Abstract: Methods Toolbox for Meta-Analysis of Individual Participant Data: Examples from Project Integrate (Society for Prevention Research 27th Annual Meeting)

605 Methods Toolbox for Meta-Analysis of Individual Participant Data: Examples from Project Integrate

Schedule:
Friday, May 31, 2019
Grand Ballroom A (Hyatt Regency San Francisco)
* noted as presenting author
Eun-Young Mun, PhD, Professor, University of North Texas Health Science Center, Fort Worth, TX
Zhengyang Zhou, PhD, Assistant Professor, University of North Texas Health Science Center, Fort Worth, TX
Introduction: The use of individual participant data from multiple intervention studies especially in the context of evidence synthesis represents a major methodological innovation. However, despite increasing interest in standardizing and pooling individual participant data from multiple sources to achieve the scale and diversity for mechanism-focused investigations and broader and more robust generalization, respectively, research applications have been limited. Project INTEGRATE is an ongoing comprehensive meta-analysis project in the field of brief alcohol interventions for adolescents and young adults. It was originally conceptualized within the Integrative data analysis (IDA) framework. The term IDA was coined to provide a rationale for pooling data from multiple independent studies and analyzing them as a single data set. Although the premise of IDA still remains valid, we have come to view IDA as one specific method within the broader context of meta-analysis. We present an overview of our analytic approaches and invite prevention researchers, meta-analysts, and methodologists to our “back room” for discussing challenges and methods.

Methods: Based on our experience of analyzing individual participant data for the past 10 years for Project INTEGRATE, we present three major analytic approaches to validly analyze individual participant data from multiple sources in data applications.

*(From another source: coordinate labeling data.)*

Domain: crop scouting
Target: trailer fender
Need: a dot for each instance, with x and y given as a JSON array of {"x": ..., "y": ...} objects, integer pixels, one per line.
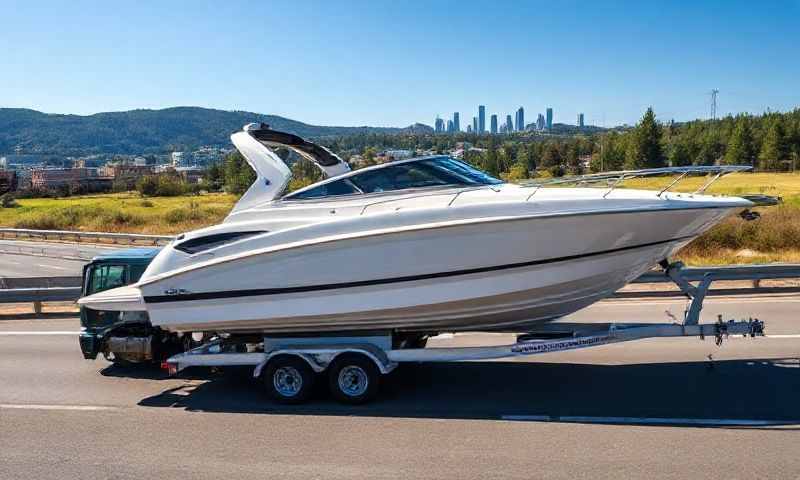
[{"x": 319, "y": 359}]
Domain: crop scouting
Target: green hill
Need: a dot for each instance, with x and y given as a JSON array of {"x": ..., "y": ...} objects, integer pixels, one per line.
[{"x": 141, "y": 131}]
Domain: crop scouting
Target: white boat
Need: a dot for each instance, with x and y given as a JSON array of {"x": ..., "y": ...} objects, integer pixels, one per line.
[{"x": 421, "y": 245}]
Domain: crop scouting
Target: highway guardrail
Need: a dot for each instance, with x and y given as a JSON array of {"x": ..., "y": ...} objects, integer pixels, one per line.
[
  {"x": 75, "y": 236},
  {"x": 775, "y": 271},
  {"x": 60, "y": 289}
]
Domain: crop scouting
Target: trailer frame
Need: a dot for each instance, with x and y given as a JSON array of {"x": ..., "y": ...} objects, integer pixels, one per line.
[{"x": 356, "y": 361}]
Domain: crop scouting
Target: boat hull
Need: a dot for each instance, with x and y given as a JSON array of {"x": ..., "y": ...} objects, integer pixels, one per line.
[{"x": 502, "y": 275}]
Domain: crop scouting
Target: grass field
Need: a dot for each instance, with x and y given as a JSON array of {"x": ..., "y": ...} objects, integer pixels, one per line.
[
  {"x": 773, "y": 238},
  {"x": 123, "y": 212}
]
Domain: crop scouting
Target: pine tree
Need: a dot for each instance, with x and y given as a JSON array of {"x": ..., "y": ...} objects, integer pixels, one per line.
[
  {"x": 645, "y": 149},
  {"x": 741, "y": 149},
  {"x": 775, "y": 148}
]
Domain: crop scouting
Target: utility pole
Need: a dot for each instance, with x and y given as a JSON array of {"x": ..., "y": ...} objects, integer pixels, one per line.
[{"x": 714, "y": 93}]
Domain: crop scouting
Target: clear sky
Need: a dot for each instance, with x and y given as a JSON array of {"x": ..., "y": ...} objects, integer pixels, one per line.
[{"x": 391, "y": 63}]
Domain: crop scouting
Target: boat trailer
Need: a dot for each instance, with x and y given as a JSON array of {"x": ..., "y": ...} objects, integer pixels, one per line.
[{"x": 354, "y": 363}]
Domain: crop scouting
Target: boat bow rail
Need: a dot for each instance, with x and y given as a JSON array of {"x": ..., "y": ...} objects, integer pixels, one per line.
[{"x": 614, "y": 179}]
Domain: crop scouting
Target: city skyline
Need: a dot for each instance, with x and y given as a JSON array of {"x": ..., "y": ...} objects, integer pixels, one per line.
[
  {"x": 617, "y": 58},
  {"x": 517, "y": 124}
]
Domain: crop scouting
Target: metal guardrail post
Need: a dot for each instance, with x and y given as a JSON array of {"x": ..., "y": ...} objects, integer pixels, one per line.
[{"x": 115, "y": 238}]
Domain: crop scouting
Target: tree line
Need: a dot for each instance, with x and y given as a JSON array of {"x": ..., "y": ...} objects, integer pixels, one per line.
[{"x": 768, "y": 142}]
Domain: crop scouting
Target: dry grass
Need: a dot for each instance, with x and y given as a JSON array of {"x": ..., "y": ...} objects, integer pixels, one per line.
[
  {"x": 773, "y": 238},
  {"x": 127, "y": 212},
  {"x": 786, "y": 185}
]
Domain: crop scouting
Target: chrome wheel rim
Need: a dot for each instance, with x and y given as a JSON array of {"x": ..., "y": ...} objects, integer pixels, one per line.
[
  {"x": 353, "y": 381},
  {"x": 287, "y": 381}
]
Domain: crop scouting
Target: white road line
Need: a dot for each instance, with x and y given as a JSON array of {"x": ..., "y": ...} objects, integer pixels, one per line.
[
  {"x": 620, "y": 302},
  {"x": 51, "y": 266},
  {"x": 651, "y": 420},
  {"x": 40, "y": 332},
  {"x": 87, "y": 408}
]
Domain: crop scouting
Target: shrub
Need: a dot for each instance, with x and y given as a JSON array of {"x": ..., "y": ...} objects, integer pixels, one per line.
[{"x": 8, "y": 201}]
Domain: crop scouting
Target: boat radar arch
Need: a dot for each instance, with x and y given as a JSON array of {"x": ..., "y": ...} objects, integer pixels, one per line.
[{"x": 272, "y": 174}]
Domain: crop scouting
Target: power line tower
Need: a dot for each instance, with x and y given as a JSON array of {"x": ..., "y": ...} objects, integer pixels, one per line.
[{"x": 714, "y": 93}]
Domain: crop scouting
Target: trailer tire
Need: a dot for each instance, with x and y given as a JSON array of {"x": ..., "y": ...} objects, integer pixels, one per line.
[
  {"x": 288, "y": 379},
  {"x": 353, "y": 378}
]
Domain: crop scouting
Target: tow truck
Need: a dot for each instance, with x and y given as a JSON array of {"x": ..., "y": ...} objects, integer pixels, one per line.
[{"x": 123, "y": 338}]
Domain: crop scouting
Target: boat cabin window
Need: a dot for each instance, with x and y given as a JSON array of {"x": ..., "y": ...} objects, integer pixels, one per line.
[
  {"x": 429, "y": 172},
  {"x": 201, "y": 244},
  {"x": 339, "y": 187},
  {"x": 435, "y": 172}
]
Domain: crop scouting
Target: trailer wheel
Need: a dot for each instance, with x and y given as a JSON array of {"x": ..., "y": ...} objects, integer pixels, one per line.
[
  {"x": 288, "y": 379},
  {"x": 353, "y": 378}
]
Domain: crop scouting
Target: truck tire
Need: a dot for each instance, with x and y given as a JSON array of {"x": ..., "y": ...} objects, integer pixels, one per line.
[
  {"x": 288, "y": 379},
  {"x": 353, "y": 378}
]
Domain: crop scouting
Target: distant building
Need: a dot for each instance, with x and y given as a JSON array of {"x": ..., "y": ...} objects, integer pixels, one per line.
[
  {"x": 74, "y": 178},
  {"x": 438, "y": 125},
  {"x": 180, "y": 159},
  {"x": 8, "y": 181},
  {"x": 540, "y": 122},
  {"x": 127, "y": 173},
  {"x": 193, "y": 174},
  {"x": 398, "y": 154},
  {"x": 207, "y": 155}
]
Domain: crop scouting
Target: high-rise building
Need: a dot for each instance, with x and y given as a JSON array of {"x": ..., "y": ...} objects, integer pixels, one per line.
[{"x": 438, "y": 125}]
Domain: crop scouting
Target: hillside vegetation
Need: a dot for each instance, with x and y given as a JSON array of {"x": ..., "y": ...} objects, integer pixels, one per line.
[
  {"x": 775, "y": 237},
  {"x": 142, "y": 131}
]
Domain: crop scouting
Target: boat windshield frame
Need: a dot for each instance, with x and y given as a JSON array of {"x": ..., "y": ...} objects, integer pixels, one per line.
[{"x": 358, "y": 192}]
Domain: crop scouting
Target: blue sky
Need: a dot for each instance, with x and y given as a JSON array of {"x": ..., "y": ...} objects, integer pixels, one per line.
[{"x": 385, "y": 63}]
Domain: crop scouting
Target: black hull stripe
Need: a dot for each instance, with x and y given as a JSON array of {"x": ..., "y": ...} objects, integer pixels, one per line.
[{"x": 383, "y": 281}]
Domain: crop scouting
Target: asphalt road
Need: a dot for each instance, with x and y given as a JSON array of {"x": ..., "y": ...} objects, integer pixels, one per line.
[{"x": 63, "y": 417}]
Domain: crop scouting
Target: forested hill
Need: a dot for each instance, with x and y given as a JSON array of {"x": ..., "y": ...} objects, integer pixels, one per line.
[{"x": 141, "y": 131}]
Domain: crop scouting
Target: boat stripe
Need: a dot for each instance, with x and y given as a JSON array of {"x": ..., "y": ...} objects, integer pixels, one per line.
[{"x": 383, "y": 281}]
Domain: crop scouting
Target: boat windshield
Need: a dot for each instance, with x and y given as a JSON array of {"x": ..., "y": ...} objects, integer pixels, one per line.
[{"x": 430, "y": 172}]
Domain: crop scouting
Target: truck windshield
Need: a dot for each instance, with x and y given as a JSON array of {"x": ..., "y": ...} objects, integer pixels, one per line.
[{"x": 106, "y": 277}]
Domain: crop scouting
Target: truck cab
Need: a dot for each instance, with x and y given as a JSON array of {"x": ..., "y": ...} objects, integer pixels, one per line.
[{"x": 122, "y": 337}]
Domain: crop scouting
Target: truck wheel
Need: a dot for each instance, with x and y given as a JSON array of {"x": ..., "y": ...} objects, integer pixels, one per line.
[
  {"x": 353, "y": 378},
  {"x": 289, "y": 379}
]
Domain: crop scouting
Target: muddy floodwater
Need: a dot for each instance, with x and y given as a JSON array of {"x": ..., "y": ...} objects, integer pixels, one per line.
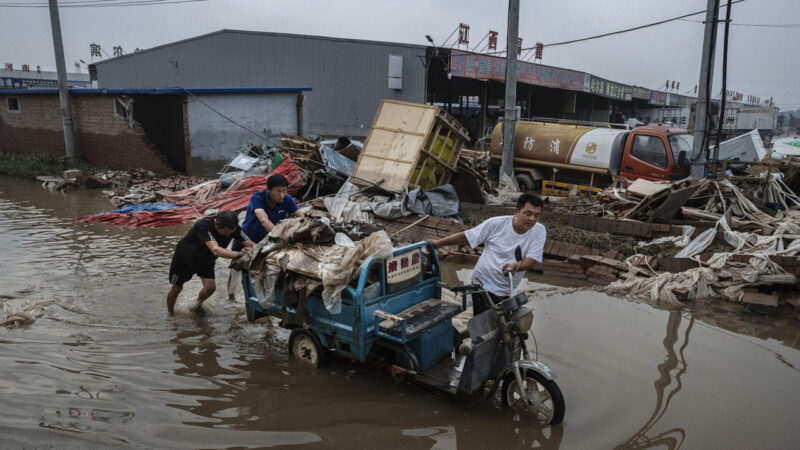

Results: The first approach is to combine data from different studies into a single data pool while treating study membership as a fixed effect and adjusting for standard errors using a sandwich estimator to adjust for nested data structure. The second approach is to analyze individual participant data separately and sequentially for each study and combine them across studies using meta-analysis models (typically called a two-step IPD meta-analysis approach). The third approach is to analyze individual participant data in one simultaneous analysis (also called a one-step individual participant data meta-analysis or IDA). Across all approaches, it is required the interpretation of results should be equivalent across studies, which is a major challenge due to between-study heterogeneity. We provide illustrative examples of the innovative statistical analyses that we have undertaken to make sure that resulting data interpretation is valid. We have conducted simulation studies to make sure our computing codes correctly recover true parameters. Furthermore, we have also conducted sensitivity analysis, such as leaving one study out at a time and repeating analysis, to assess how robust findings are.

Conclusions: The use of individual participant data in meta-analysis presents major opportunities for new discoveries and evidence based practices.